Introduction: Anal dilations (AD) following posterior sagittal anorectoplasty (PSARP) can have a psychological impact on patients and caregivers. We present our long-term results after changing the postoperative AD protocol to improve patient selection and avoid unnecessary ADs.

Material and methods: A retrospective study of patients undergoing PSARP in our institution from 2018 to 2023 was carried out. Demographic variables, ARM types, intraoperative Hegar (IH) and postoperative Hegar (PH) size after 3 weeks, need for dilations, and follow-up were reviewed. Protocol change includes outpatient measurement on postoperative week 3. If the caliber is lower than IH or than the normal caliber based on patient age, ADs are indicated.

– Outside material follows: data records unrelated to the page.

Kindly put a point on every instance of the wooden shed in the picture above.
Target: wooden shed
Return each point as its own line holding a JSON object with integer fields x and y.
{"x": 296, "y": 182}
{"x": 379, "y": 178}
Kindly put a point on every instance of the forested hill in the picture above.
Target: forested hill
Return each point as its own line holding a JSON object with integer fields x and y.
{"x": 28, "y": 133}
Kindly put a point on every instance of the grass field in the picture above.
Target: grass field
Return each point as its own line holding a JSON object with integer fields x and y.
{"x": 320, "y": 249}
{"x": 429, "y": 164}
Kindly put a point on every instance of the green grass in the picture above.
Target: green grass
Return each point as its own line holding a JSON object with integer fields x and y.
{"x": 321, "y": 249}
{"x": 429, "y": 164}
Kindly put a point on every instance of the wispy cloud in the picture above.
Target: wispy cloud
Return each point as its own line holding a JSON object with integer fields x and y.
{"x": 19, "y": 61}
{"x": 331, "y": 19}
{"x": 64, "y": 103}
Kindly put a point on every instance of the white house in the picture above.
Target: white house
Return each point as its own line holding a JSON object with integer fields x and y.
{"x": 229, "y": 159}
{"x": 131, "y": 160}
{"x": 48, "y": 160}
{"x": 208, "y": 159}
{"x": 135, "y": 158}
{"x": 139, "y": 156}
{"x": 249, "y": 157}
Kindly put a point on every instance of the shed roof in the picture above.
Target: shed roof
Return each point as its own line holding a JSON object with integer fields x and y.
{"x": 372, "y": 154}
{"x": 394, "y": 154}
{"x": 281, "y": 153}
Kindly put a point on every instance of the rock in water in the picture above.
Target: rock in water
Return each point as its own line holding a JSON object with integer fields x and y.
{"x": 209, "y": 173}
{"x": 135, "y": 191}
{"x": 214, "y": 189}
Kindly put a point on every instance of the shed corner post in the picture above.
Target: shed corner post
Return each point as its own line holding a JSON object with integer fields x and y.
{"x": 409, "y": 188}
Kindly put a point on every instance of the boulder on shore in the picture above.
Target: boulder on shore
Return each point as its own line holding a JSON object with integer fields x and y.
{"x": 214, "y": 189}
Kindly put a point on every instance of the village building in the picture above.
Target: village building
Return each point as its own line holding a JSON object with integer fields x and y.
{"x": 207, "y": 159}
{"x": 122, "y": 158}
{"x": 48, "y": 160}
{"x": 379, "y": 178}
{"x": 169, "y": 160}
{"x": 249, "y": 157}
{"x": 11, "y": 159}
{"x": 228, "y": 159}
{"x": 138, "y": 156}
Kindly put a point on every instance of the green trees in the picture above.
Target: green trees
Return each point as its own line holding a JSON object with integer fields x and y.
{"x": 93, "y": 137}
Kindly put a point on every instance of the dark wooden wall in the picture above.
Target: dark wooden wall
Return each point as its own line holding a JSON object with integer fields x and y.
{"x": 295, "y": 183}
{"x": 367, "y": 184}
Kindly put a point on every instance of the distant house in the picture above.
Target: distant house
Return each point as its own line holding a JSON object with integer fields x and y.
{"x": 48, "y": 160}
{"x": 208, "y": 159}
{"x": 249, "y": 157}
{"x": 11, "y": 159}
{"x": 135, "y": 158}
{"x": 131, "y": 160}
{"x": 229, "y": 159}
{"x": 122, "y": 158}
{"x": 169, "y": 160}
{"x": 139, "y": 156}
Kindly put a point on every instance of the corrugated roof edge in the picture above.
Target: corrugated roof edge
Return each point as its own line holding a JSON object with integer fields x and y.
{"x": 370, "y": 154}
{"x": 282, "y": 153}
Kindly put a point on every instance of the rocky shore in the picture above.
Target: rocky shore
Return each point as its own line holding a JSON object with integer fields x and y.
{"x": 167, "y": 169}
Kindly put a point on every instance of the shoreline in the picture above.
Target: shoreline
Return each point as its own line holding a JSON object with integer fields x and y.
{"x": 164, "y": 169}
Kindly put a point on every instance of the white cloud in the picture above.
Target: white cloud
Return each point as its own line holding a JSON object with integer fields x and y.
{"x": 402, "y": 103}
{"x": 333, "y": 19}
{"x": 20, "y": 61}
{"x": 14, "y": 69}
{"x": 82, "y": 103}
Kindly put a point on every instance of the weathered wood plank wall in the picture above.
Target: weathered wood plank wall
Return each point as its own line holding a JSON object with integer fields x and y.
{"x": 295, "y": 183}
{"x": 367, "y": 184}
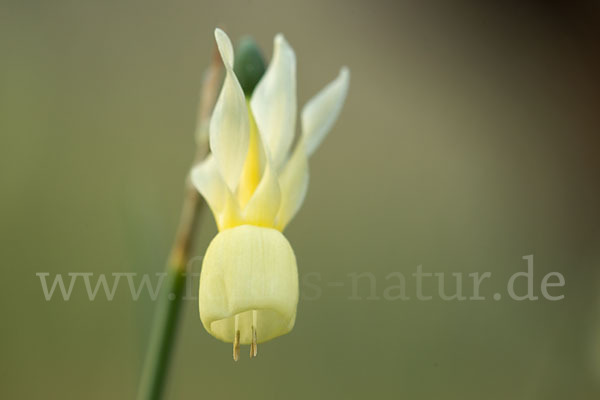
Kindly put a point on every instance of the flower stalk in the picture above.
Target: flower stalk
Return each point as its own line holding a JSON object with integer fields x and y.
{"x": 164, "y": 328}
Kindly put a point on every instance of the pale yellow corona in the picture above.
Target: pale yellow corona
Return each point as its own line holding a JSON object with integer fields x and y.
{"x": 254, "y": 184}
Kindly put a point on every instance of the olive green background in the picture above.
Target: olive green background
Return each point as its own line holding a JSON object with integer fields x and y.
{"x": 469, "y": 139}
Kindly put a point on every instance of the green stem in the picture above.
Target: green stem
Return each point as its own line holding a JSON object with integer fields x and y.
{"x": 164, "y": 330}
{"x": 162, "y": 337}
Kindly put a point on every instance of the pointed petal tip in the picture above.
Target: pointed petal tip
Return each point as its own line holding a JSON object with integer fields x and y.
{"x": 279, "y": 39}
{"x": 225, "y": 47}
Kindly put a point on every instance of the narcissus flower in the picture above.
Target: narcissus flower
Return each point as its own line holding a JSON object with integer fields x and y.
{"x": 254, "y": 184}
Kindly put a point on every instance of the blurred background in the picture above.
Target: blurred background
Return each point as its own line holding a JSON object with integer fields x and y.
{"x": 469, "y": 139}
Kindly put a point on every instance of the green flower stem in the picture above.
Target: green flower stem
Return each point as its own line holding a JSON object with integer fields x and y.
{"x": 164, "y": 330}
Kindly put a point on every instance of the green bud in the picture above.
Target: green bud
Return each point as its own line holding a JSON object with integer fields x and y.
{"x": 249, "y": 65}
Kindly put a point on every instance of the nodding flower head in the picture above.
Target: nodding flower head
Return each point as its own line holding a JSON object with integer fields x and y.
{"x": 254, "y": 184}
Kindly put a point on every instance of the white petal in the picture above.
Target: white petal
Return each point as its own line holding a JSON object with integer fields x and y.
{"x": 206, "y": 178}
{"x": 264, "y": 204}
{"x": 229, "y": 124}
{"x": 294, "y": 184}
{"x": 274, "y": 102}
{"x": 320, "y": 113}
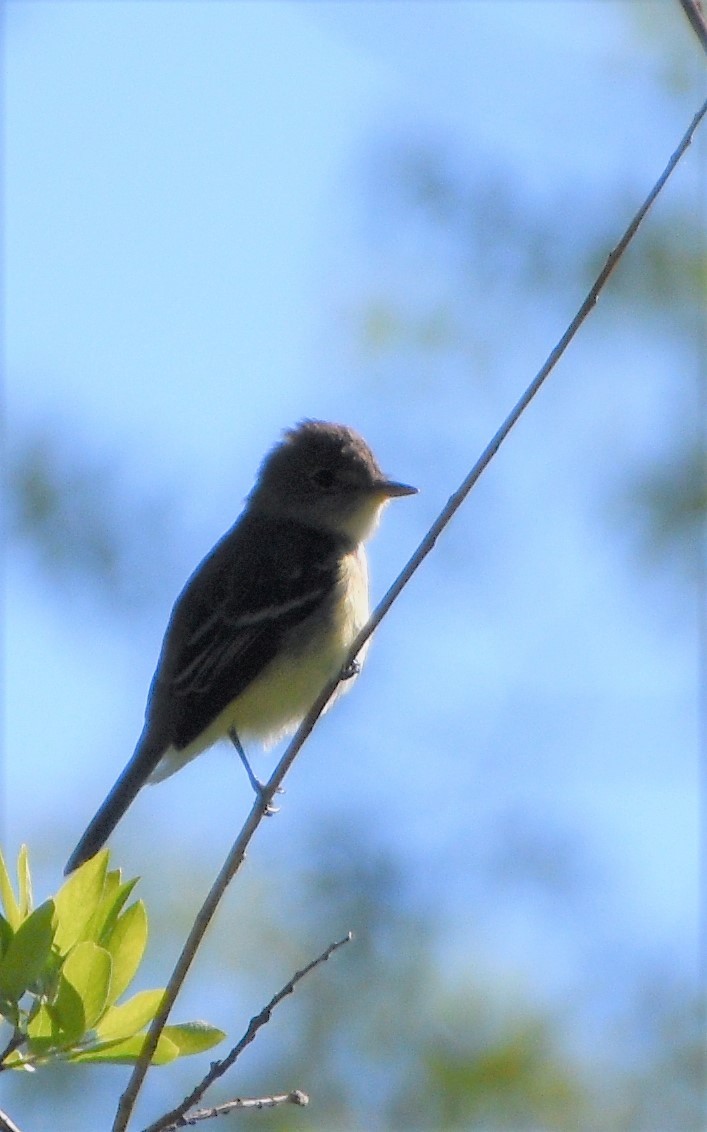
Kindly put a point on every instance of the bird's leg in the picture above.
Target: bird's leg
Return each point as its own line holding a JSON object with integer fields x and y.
{"x": 351, "y": 670}
{"x": 256, "y": 783}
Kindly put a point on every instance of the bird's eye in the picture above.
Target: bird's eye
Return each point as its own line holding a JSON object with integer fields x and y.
{"x": 324, "y": 478}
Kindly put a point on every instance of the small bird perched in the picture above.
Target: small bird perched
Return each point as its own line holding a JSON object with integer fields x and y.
{"x": 266, "y": 620}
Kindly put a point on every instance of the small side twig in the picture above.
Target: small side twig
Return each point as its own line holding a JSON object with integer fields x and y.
{"x": 206, "y": 1114}
{"x": 7, "y": 1124}
{"x": 218, "y": 1068}
{"x": 238, "y": 850}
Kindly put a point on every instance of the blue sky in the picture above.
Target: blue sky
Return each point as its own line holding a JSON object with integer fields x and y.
{"x": 183, "y": 245}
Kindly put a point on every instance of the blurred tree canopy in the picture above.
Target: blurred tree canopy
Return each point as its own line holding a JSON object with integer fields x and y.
{"x": 382, "y": 1036}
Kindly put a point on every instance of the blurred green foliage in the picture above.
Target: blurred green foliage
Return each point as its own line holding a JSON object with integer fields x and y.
{"x": 65, "y": 965}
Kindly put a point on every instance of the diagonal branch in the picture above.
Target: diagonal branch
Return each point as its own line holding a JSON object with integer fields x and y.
{"x": 695, "y": 14}
{"x": 240, "y": 1103}
{"x": 238, "y": 851}
{"x": 222, "y": 1066}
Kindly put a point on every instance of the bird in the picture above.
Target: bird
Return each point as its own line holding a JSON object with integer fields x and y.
{"x": 267, "y": 618}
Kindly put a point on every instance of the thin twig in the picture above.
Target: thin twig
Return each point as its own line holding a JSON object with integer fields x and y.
{"x": 693, "y": 11}
{"x": 230, "y": 1106}
{"x": 7, "y": 1124}
{"x": 256, "y": 1023}
{"x": 238, "y": 851}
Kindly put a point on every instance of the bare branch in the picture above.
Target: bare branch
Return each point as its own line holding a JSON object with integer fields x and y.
{"x": 217, "y": 1070}
{"x": 238, "y": 851}
{"x": 206, "y": 1114}
{"x": 7, "y": 1124}
{"x": 695, "y": 14}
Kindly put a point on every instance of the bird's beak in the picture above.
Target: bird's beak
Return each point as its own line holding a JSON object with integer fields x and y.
{"x": 390, "y": 489}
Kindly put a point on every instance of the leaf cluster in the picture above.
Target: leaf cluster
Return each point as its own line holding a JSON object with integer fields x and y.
{"x": 65, "y": 966}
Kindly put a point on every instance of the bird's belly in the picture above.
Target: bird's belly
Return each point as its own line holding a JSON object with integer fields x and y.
{"x": 278, "y": 699}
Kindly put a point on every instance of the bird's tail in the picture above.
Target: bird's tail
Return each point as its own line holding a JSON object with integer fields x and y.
{"x": 147, "y": 754}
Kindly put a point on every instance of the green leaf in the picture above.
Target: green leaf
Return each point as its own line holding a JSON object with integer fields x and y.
{"x": 68, "y": 1012}
{"x": 127, "y": 946}
{"x": 114, "y": 897}
{"x": 7, "y": 897}
{"x": 27, "y": 952}
{"x": 194, "y": 1037}
{"x": 123, "y": 1021}
{"x": 24, "y": 882}
{"x": 6, "y": 935}
{"x": 43, "y": 1031}
{"x": 87, "y": 974}
{"x": 121, "y": 1053}
{"x": 77, "y": 901}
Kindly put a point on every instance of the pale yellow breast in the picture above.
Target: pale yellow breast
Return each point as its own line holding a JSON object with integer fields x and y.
{"x": 277, "y": 701}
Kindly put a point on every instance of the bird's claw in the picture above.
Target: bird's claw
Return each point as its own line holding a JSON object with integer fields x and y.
{"x": 352, "y": 669}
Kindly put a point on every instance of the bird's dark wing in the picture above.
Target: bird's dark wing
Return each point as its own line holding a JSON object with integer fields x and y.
{"x": 258, "y": 583}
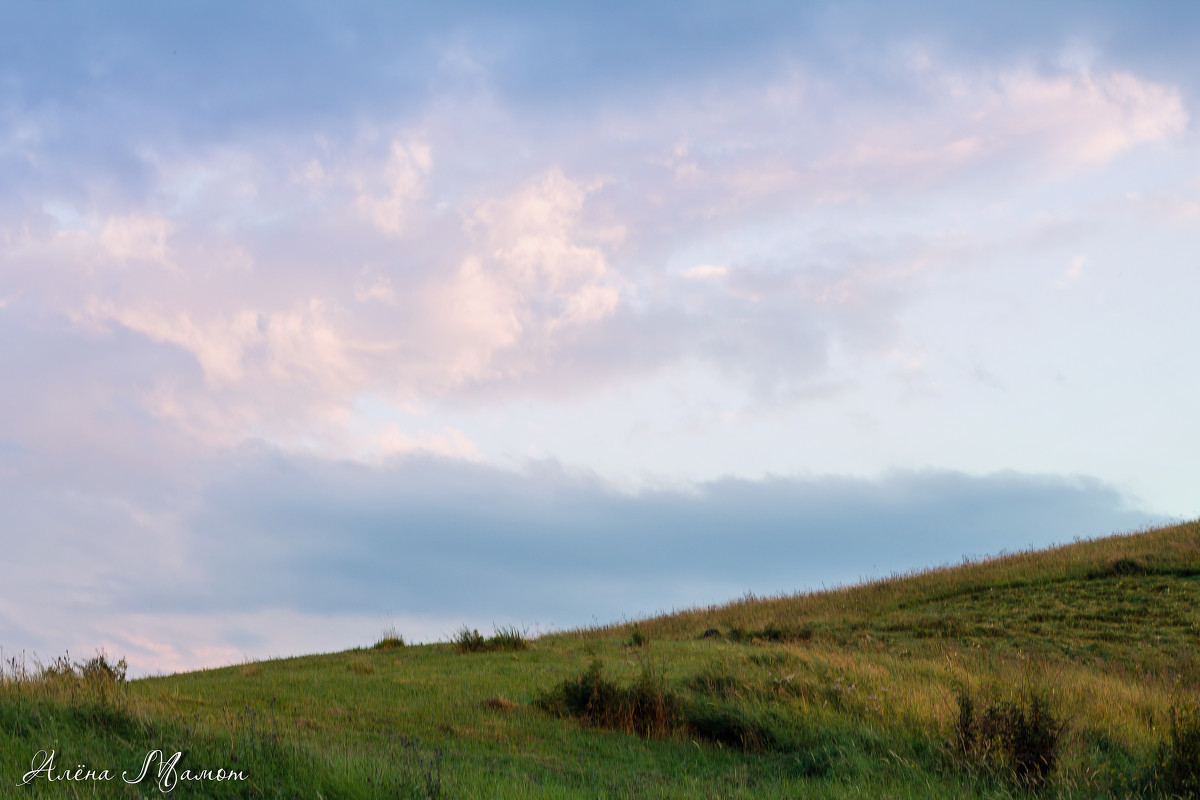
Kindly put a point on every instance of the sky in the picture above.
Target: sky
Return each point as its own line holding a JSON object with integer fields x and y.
{"x": 322, "y": 319}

Results: 36 patients (24 males) aged 8.2 ± 5.8 months at PSARP were included. The most frequent types of anorectal malformation (ARM) were rectoperineal (10), rectovestibular (10), and rectobulbar (10). IH size was 12 ± 1.2 mm. 3 weeks later, the caliber decreased in 29 patients (80.6%), with ADs being initiated in all of them. In 6 patients (16.7%), there were no differences in terms of size, which means ADs were not indicated. After a 40-month (range: 16-49) follow-up period, 6 (16%) patients had mucosal prolapse, with only 2 (5%) requiring surgical repair. None of the patients developed neoanal stricture.

Conclusions: The need for ADs following PSARP can be established based on outpatient neoanal measurement, by comparing neoanal size with IH size. Most patients require dilations, but there is a small group where the latter can be avoided without increasing the risk of stricture.